C 最初の言葉:ハディース(預言者のお言葉)では“子供が最初に言う言葉は‘ラーイラーハイッラッラー(アッラーが唯一なる神である)’となるべき。”と仰っている。


子供がまだ2,3歳の頃に自然に口から出る最初の言葉は両親を指す“ママ、パパ”であるが、それを“アッラー”にするべきである。なぜなら、アッラーが最初でも最後でも永遠に存在するからである。アッラーへの愛を基礎に他を組立てる。アッラーを理解して愛するようになれば、国や民族への愛も理解できる。子供の年齢に合わせて教育を行うべきである。小学生を相手に行う家庭内教育と高校生への教育法はもちろん異なる。ある家庭において、アッラーへの愛が十分存在し、十分アッラーのことが話し合われていると子供が自然にそこから学ぶのである。その家庭でアッラーを一刻も忘れないで、きちんと礼拝も行っていると子供が最初に言う言葉も自然に“アッラー”になるのである。そんな家庭においては全てが順調なのである。

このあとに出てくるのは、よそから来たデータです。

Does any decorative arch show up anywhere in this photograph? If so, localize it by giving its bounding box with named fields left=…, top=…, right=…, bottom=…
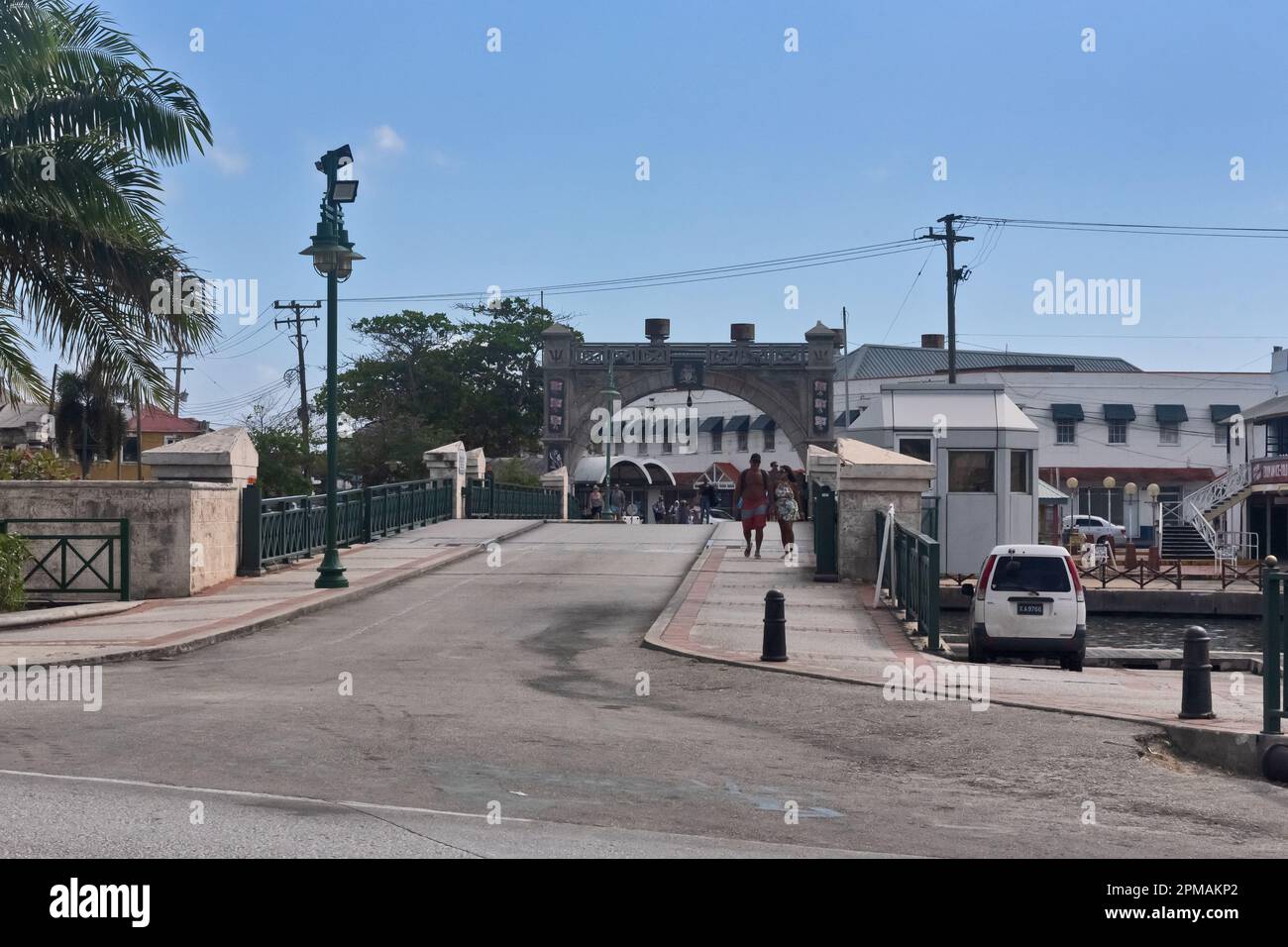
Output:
left=541, top=320, right=841, bottom=481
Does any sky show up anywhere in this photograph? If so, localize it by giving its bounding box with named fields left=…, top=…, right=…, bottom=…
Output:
left=72, top=0, right=1288, bottom=423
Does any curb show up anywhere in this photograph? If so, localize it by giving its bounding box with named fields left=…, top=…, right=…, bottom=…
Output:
left=640, top=550, right=1272, bottom=777
left=0, top=600, right=147, bottom=631
left=21, top=519, right=548, bottom=666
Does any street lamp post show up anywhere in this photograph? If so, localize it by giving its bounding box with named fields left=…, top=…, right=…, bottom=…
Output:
left=604, top=349, right=618, bottom=509
left=300, top=145, right=365, bottom=588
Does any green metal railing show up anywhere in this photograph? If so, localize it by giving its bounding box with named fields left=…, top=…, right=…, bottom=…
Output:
left=465, top=474, right=563, bottom=519
left=237, top=479, right=454, bottom=575
left=808, top=480, right=840, bottom=582
left=0, top=517, right=130, bottom=601
left=873, top=510, right=940, bottom=651
left=1261, top=569, right=1288, bottom=733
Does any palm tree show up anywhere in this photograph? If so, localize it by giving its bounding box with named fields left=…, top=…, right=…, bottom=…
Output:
left=54, top=368, right=126, bottom=478
left=0, top=0, right=215, bottom=402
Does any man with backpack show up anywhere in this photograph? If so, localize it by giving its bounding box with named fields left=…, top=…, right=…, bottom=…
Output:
left=733, top=454, right=769, bottom=559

D 愛情のバランス:夫婦に子供が出来たら、その子を授けてくれたのはアッラーであることを一瞬も忘れないことと両親がその子へ持つ愛情は絶対にアッラーへの愛情を超えないように注意するべきである。


子供を愛しすぎることはある意味シルク(神に何らかの協同者(パートナー)を認めるという意味)でこれは子供にとっても害を与える場合がある。例え自分自身よりも大切で、何よりも可愛い子供であっても絶対的なアッラーへの愛がそれ以上であるべきである。子供への愛情を考えるときに忘れてはいけないのは:


1−心から一番愛さなくてはいけないのはアッラーである。
2−絶対に忘れてはいけないもう一つの点は、子供はアッラーから預かっているだけということ。親が自然に持つ子への愛情は子供の面倒を見ている代わりにアッラーから与えられる贈り物のようである。